Satu sudut bibir Rudolf tertarik ke atas, jawaban Farfalla sangat menggelikan hatinya.
“Kamu cukup berani,” ujarnya kemudian berbalik menuju kursi kerjanya, menjadikan Farfalla berdiri di depan pria itu dengan berbatas meja kerja.
“Aku menyukai tempat ini,” jawab Farfalla lagi.
Dan lagi jawaban Farfalla membuat perut Rudolf tergelitik geli. Tidak tahukah gadis ini kalau sekarang dia sedang berada di pinggir jurang yang sebentar lagi akan di jatuhkan ke dasar yang paling dalam dan menakutkan?
Hanya ada dua kesimpulan yang bisa Rudolf simpulkan, gadis yang sedang berdiri berani di depannya ini benar-benar lugu dan tidak tahu apa-apa tentang dunianya yang sekarang atau dia sudah benar-benar dewasa dan sudah mengetahui dengan jelas seperti apa dunianya.
Rudolf menyalakan ponselnya, mengaktifkan perekam di benda canggih itu dan tentu saja Farfalla tidak menyadarinya.
“Aku harap kamu tidak akan menyesal setelah bekerja di sini,” ungkap Rudolf kemudian.
“Tentu, Pak. Saya tidak akan menyesal. Seperti yang saya bilang dari awal… saya sangat menyukai tempat ini.” Farfalla berkata meyakinkan.
“Baiklah., saya pegang ucapan mu.
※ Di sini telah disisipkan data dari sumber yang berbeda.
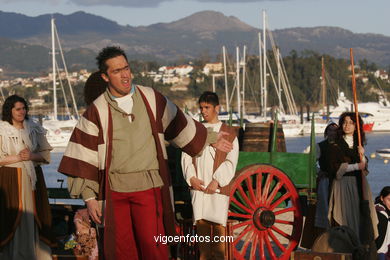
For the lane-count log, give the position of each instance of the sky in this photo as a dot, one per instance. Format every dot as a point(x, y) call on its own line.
point(358, 16)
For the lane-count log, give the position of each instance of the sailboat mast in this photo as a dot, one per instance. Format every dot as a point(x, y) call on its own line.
point(238, 82)
point(264, 92)
point(243, 81)
point(225, 72)
point(260, 73)
point(279, 78)
point(53, 52)
point(323, 85)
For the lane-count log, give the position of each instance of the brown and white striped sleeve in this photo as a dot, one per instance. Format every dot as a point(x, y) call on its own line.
point(180, 129)
point(81, 155)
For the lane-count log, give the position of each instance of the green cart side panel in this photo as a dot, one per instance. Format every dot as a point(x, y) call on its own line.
point(295, 165)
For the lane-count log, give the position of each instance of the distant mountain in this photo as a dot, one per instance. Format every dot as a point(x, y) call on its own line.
point(27, 39)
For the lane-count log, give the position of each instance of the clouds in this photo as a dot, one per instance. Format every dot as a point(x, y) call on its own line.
point(154, 3)
point(130, 3)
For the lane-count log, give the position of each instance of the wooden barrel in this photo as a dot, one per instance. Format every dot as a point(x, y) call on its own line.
point(257, 136)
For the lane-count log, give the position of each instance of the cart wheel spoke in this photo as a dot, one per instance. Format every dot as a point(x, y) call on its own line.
point(280, 200)
point(284, 234)
point(241, 206)
point(277, 242)
point(286, 222)
point(247, 241)
point(243, 233)
point(261, 245)
point(254, 246)
point(259, 179)
point(269, 247)
point(245, 197)
point(238, 215)
point(266, 187)
point(291, 209)
point(242, 224)
point(250, 188)
point(274, 192)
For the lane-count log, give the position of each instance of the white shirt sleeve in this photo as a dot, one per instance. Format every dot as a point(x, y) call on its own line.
point(187, 167)
point(225, 172)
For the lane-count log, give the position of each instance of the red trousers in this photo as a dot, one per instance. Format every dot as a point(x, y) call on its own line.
point(138, 221)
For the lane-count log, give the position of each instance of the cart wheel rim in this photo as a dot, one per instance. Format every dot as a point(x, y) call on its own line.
point(265, 230)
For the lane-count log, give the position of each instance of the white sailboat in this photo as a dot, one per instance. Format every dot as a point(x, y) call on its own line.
point(59, 131)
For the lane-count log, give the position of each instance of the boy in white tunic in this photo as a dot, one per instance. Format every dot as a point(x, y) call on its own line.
point(205, 174)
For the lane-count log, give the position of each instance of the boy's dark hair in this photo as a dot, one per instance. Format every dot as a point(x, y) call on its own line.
point(9, 103)
point(209, 97)
point(384, 193)
point(328, 127)
point(353, 118)
point(106, 54)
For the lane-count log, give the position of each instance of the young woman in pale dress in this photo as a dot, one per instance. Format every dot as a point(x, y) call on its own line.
point(24, 214)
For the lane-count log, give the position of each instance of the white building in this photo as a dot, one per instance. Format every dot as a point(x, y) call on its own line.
point(212, 67)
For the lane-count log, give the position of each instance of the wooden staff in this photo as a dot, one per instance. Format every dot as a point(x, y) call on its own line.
point(367, 228)
point(355, 97)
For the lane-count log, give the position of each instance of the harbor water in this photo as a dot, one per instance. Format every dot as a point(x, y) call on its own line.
point(379, 171)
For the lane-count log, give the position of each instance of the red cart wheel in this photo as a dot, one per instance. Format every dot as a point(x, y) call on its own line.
point(266, 204)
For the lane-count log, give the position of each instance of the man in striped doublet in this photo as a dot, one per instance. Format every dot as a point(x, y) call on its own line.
point(117, 154)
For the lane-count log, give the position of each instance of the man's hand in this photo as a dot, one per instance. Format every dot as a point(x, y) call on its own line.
point(361, 151)
point(94, 210)
point(212, 187)
point(362, 165)
point(25, 154)
point(196, 184)
point(222, 144)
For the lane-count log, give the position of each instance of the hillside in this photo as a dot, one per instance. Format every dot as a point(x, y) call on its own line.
point(25, 41)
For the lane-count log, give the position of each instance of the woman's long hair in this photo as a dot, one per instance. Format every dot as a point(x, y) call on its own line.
point(353, 118)
point(9, 103)
point(384, 193)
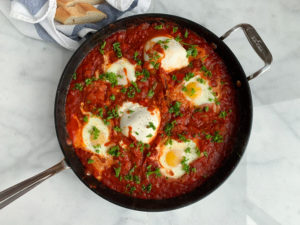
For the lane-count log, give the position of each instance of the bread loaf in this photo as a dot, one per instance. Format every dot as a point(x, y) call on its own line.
point(78, 14)
point(68, 3)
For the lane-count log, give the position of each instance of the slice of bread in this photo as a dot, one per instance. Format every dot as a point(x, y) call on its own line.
point(78, 14)
point(68, 3)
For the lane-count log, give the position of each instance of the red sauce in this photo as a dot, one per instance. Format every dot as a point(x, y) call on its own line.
point(196, 122)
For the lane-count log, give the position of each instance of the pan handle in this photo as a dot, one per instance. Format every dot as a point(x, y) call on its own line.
point(257, 44)
point(10, 194)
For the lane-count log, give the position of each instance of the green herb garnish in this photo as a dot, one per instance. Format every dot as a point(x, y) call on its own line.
point(114, 151)
point(101, 49)
point(158, 27)
point(175, 108)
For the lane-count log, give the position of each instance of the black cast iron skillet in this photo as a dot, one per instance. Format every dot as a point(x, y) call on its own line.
point(239, 141)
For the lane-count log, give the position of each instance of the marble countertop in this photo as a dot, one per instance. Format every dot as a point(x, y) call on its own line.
point(264, 188)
Kamu tentu sudah mendegar seperti apa tempat ini dari kakak mu,” pancing Rudolf.
“Ya.”
“Seberapa banyak yang sudah kamu ketahui?”
“Semuanya?”
Satu alis Rudolf terangkat. Gadis ini benar-benar sudah dewasa seperti optionnya yang ke dua. Dia berwajah lugu dengan tubuh yang baru mekar serta menggoda tapi memiliki pemikiran yang dewasa. Rudolf cukup senang melihat kenyataan itu.
“Setelah kamu mendengar seperti apa bekerja di tempat ini, apa kamu mau mundur atau tetap lanjut bekerja?” tanya Rudolf.
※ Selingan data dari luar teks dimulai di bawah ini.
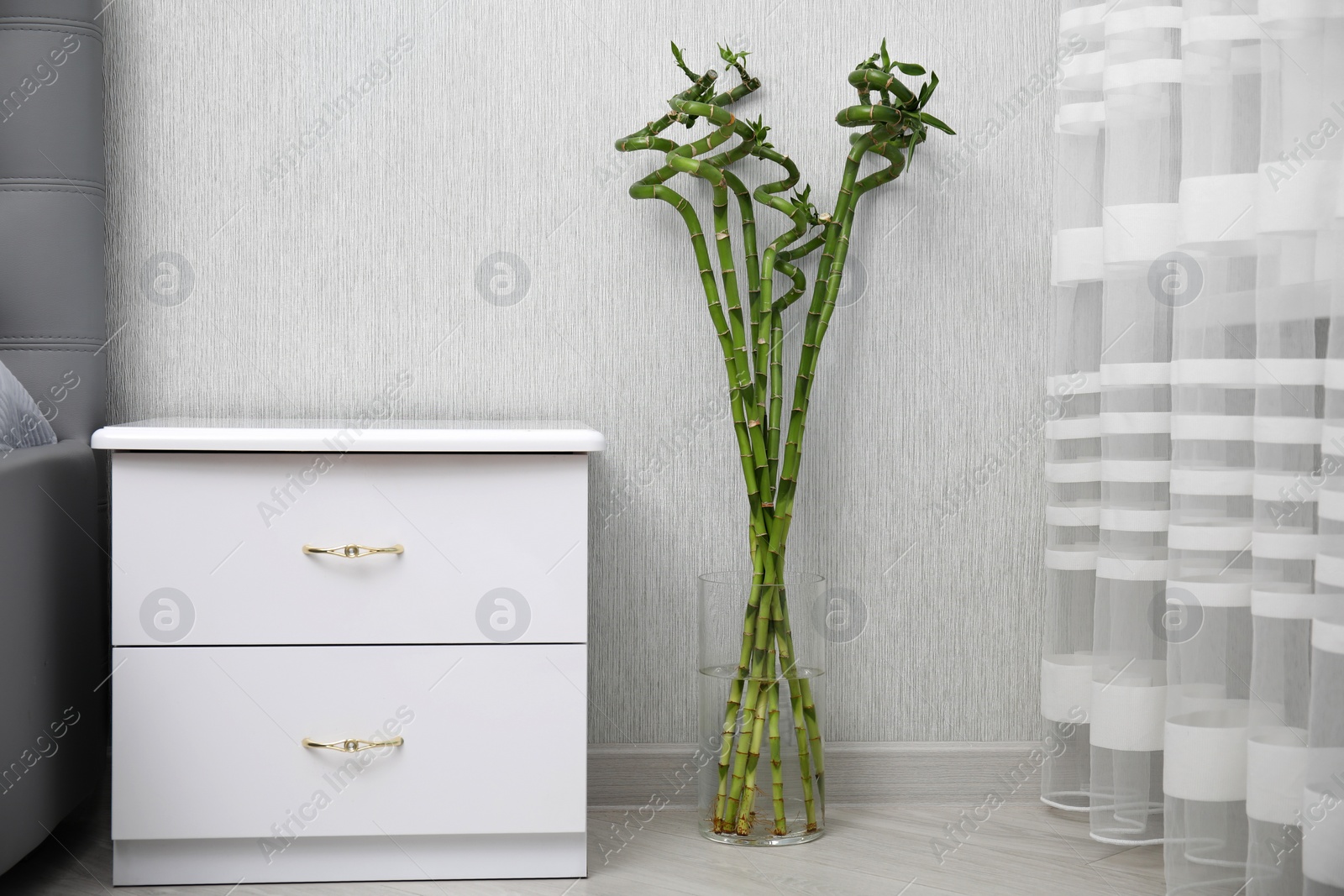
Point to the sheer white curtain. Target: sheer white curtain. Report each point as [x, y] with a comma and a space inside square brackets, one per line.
[1193, 684]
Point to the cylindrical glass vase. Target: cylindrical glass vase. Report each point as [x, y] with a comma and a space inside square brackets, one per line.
[763, 747]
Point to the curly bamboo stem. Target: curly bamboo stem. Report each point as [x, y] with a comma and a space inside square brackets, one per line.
[752, 343]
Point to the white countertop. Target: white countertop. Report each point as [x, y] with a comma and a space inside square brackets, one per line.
[194, 434]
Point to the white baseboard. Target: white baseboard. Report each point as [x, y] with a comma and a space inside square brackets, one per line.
[918, 773]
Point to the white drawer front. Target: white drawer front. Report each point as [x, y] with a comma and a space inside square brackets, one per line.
[207, 741]
[208, 548]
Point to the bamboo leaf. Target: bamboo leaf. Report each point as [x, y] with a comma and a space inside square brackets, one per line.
[929, 120]
[680, 62]
[927, 89]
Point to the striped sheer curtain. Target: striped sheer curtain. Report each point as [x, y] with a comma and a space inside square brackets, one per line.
[1193, 680]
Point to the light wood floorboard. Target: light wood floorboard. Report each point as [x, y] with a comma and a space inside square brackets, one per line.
[878, 851]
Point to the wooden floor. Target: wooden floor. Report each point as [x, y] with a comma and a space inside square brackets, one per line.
[1027, 851]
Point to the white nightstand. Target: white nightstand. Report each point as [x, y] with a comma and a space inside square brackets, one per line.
[414, 598]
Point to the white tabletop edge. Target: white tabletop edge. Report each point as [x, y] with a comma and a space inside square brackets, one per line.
[327, 438]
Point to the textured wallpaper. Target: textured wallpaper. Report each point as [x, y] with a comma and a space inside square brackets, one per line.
[309, 199]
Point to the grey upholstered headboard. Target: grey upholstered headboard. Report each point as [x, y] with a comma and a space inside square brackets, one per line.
[53, 322]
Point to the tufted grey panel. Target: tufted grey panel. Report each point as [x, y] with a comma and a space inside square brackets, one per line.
[302, 207]
[53, 327]
[53, 301]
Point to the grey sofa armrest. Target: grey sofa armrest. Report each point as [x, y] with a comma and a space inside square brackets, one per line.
[53, 640]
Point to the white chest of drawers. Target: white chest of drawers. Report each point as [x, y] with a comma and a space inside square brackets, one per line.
[413, 598]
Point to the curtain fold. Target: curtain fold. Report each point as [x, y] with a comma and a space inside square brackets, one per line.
[1193, 679]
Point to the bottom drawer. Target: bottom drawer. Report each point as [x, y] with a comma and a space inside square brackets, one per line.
[207, 741]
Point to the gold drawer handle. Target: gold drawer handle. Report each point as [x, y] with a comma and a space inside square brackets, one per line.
[353, 745]
[354, 551]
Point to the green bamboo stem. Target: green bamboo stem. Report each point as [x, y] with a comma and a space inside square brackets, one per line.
[746, 815]
[752, 342]
[781, 821]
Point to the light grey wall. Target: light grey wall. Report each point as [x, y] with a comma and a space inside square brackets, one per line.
[324, 265]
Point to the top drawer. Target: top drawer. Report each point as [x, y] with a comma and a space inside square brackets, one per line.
[208, 548]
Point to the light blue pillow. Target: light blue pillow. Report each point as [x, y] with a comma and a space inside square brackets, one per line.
[22, 425]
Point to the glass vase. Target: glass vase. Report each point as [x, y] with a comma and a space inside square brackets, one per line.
[763, 747]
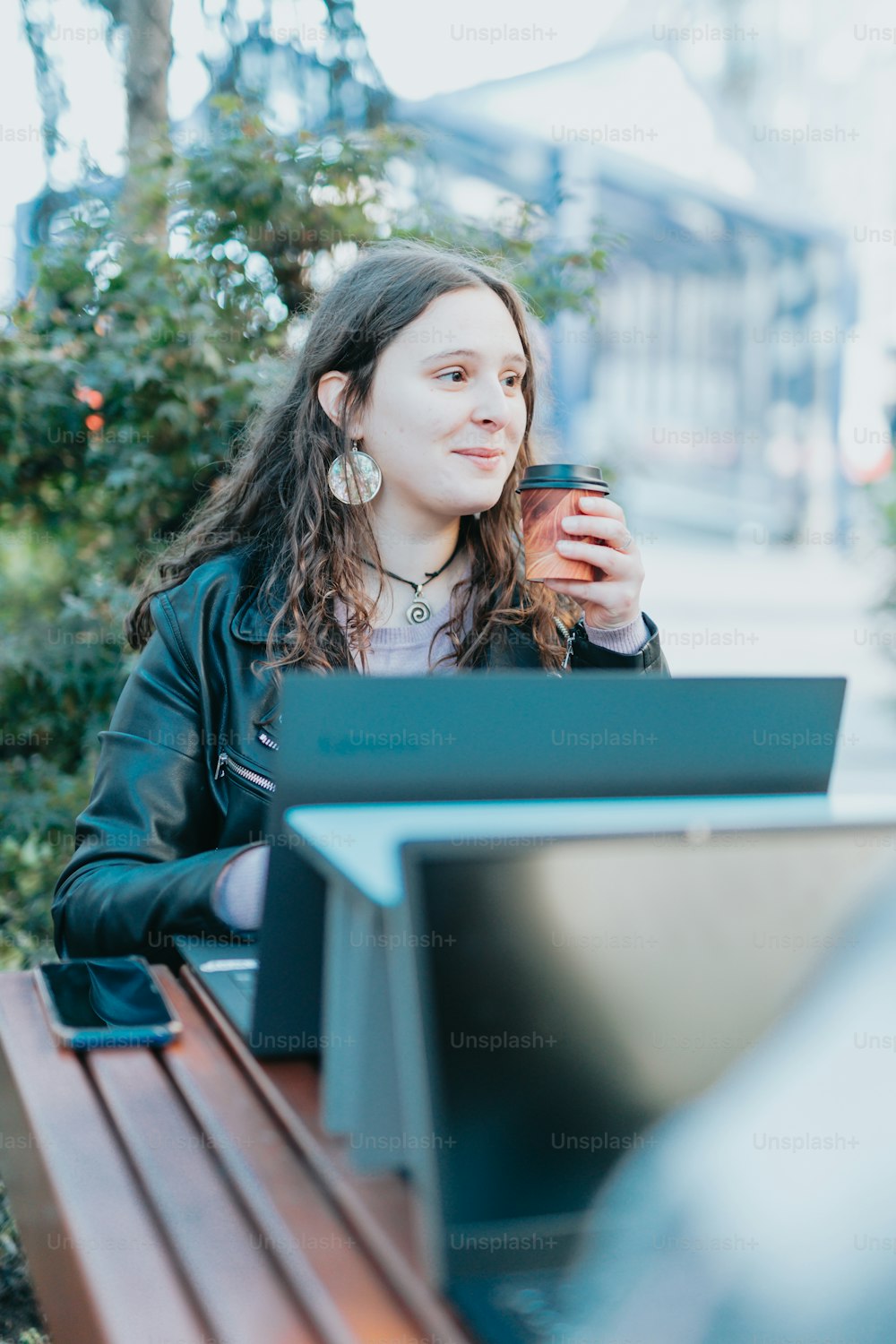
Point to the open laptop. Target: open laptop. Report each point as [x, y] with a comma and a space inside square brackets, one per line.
[355, 739]
[549, 1007]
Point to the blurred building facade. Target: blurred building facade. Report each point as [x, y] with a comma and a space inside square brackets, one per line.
[711, 383]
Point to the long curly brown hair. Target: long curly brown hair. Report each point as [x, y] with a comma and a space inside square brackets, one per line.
[301, 540]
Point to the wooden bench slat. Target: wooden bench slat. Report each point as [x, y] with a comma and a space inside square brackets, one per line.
[317, 1253]
[99, 1266]
[378, 1209]
[210, 1236]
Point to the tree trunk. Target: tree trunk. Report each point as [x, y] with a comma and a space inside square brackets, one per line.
[150, 51]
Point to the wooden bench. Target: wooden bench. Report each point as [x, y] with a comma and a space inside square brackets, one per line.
[190, 1196]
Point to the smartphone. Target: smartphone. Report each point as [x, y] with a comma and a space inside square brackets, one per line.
[94, 1002]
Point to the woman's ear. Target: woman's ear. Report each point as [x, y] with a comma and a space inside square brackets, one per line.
[331, 390]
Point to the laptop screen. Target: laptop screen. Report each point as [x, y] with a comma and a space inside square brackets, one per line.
[571, 994]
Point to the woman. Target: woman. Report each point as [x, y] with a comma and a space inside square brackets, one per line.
[370, 521]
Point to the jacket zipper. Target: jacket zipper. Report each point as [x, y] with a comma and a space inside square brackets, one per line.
[245, 773]
[567, 636]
“Saya akan lanjut bekerja.”
Rudolf tersenyum lebar, setelah mendengar ucapan Farfalla dia sudah tidak akan meragukan usia gadis itu lagi.
“Kamu bisa melanjutkan pekerjaan mu, dan apabila kamu mendapatkan pekerjaan ekstra, kamu tidak akan menolaknya kan?” tanya Rudolf.
“Tentu, dengan senang hati saya akan menjalaninya.” Farfalla kembali tersenyum lebar untuk meyakinkan Rudolf kalau ia benar-benar menyukai tempat kerja itu.
Rudolf memberi kode dengan tangan kanan nya supaya Farfalla segera keluar dari ruangannya. Setelah sesi wawancara singkat tadi, ia tidak perlu meragukan lagi usia Farfalla. Jari telunjuknya menyentuh tombol off di perekam suara yang tadi dia aktifkan. Setidaknya ia memiliki sedikit bukti jika tidak ada yang memaksa gadis itu bekerja di tempatnya.